The Australian Competition and Consumer Commission’s (ACCC) interim report has placed banks under even greater pressure as it shows that customers find it more difficult to make informed choices due to opaque pricing of discounts offered on residential mortgage. The ACCC said that the big banks' home loans are not competitive, at the same time warning about “no frills” mortgages.

The average interest rates paid for basic or “no frills” loans are usually higher than standard loans at the same bank. "We think many customers who opted for basic or no frills loans thinking they are saving money would be surprised to learn they might actually be paying more," the ABC reports ACCC chairman Rod Sims as saying.

Australia’s big four banks were the focus of the inquiry, as well as Macquarie Bank. The competition regulator found that Commonwealth Bank, ANZ, NAB, Westpac and Macquarie Bank charged existing borrowers an average of 32 basis points more than new borrowers.

The overcharging was for standard variable interest rate residential mortgages issued between July 1, 2015 and June 30, 2017. This is based on findings from the interim report of the Residential Mortgage Price Inquiry.
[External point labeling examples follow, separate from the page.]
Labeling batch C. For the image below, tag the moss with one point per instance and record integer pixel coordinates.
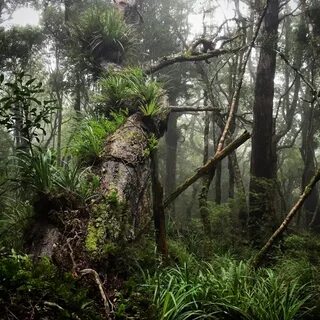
(25, 284)
(108, 226)
(93, 236)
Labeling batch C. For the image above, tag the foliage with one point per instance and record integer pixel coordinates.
(226, 289)
(44, 176)
(21, 110)
(87, 143)
(15, 218)
(129, 89)
(102, 35)
(40, 290)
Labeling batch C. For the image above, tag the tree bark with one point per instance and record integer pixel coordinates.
(171, 156)
(210, 165)
(263, 155)
(158, 209)
(259, 258)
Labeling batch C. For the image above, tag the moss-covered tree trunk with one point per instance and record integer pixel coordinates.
(121, 211)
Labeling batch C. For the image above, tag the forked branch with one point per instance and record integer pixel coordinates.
(258, 259)
(210, 165)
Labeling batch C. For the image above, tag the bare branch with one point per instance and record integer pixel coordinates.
(258, 259)
(190, 109)
(106, 301)
(209, 166)
(188, 56)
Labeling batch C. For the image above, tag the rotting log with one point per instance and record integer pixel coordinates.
(209, 166)
(259, 258)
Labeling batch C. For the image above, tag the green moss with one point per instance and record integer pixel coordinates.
(93, 236)
(87, 144)
(152, 145)
(25, 284)
(108, 226)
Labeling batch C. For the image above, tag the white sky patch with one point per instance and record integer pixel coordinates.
(22, 17)
(223, 10)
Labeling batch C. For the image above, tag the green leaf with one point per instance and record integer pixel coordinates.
(35, 100)
(30, 81)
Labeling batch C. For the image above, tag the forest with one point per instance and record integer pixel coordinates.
(159, 160)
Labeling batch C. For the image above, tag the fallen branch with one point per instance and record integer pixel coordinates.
(106, 302)
(190, 109)
(258, 259)
(210, 165)
(188, 56)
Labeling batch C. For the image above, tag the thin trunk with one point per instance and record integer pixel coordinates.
(171, 157)
(263, 155)
(218, 191)
(231, 177)
(261, 256)
(158, 208)
(208, 167)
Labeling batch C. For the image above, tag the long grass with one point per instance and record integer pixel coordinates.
(226, 289)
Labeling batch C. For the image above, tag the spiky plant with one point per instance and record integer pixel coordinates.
(103, 35)
(130, 89)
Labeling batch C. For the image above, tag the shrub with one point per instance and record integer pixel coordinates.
(29, 290)
(102, 34)
(87, 143)
(129, 89)
(226, 289)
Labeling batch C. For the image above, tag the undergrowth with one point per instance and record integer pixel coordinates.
(39, 290)
(87, 143)
(226, 289)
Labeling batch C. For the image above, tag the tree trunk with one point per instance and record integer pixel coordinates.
(122, 211)
(311, 205)
(263, 155)
(171, 157)
(158, 208)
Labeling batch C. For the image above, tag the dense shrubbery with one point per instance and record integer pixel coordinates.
(39, 290)
(87, 143)
(227, 289)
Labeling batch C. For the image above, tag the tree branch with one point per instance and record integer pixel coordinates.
(188, 56)
(258, 259)
(190, 109)
(209, 166)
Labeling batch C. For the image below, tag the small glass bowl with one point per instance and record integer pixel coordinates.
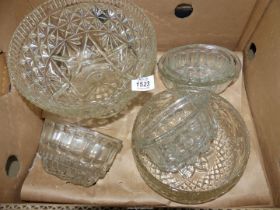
(202, 66)
(174, 128)
(75, 154)
(77, 58)
(208, 176)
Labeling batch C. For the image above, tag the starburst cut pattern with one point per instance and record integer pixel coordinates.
(81, 54)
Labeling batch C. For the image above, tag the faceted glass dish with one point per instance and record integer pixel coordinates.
(76, 58)
(202, 66)
(214, 171)
(75, 154)
(174, 128)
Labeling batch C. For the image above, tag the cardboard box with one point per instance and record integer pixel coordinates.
(249, 26)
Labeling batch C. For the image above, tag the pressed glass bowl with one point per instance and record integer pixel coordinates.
(213, 172)
(76, 58)
(174, 128)
(75, 154)
(202, 66)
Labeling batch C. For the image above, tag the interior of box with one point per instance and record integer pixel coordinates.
(249, 26)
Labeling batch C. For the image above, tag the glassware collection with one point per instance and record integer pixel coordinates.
(78, 58)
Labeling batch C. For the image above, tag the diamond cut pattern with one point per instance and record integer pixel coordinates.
(68, 50)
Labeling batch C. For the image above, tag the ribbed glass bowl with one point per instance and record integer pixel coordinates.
(202, 66)
(213, 171)
(76, 58)
(76, 154)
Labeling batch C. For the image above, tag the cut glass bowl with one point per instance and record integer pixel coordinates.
(75, 154)
(76, 58)
(202, 66)
(212, 172)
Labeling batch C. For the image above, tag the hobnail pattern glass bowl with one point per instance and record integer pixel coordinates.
(75, 154)
(202, 66)
(76, 58)
(213, 172)
(174, 128)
The ACCC also said that banks seemed more interested in maintaining their current positions than offering a real choice to borrowers. Sims pointed out that they do not often see the big four banks vying to offer the lowest interest rates. The discounting by the big banks was also criticised, with claims that it lacks transparency and that it is nearly impossible for customers to obtain accurate interest rate comparisons without a great deal of effort and time.

A “large majority” of borrowers receive discounts, but they usually find it difficult to understand why lenders provide discounts. “The criteria used by different banks for determining the total discount offered to borrowers includes many factors, such as the individual borrower’s characteristics, their value or potential value to the bank, and their ability to negotiate,” the ACCC said.

All five banks provided an average discount of 78-139 basis points for variable interest rate loans during the two-year period studied by the ACCC. Sims believes that a number of Australians would likely benefit from either switching home loan lenders or threatening to leave their bank unless it reduces their mortgage. He added that it appears current customers are not being rewarded for their loyalty. The ACCC will release its final report later this year.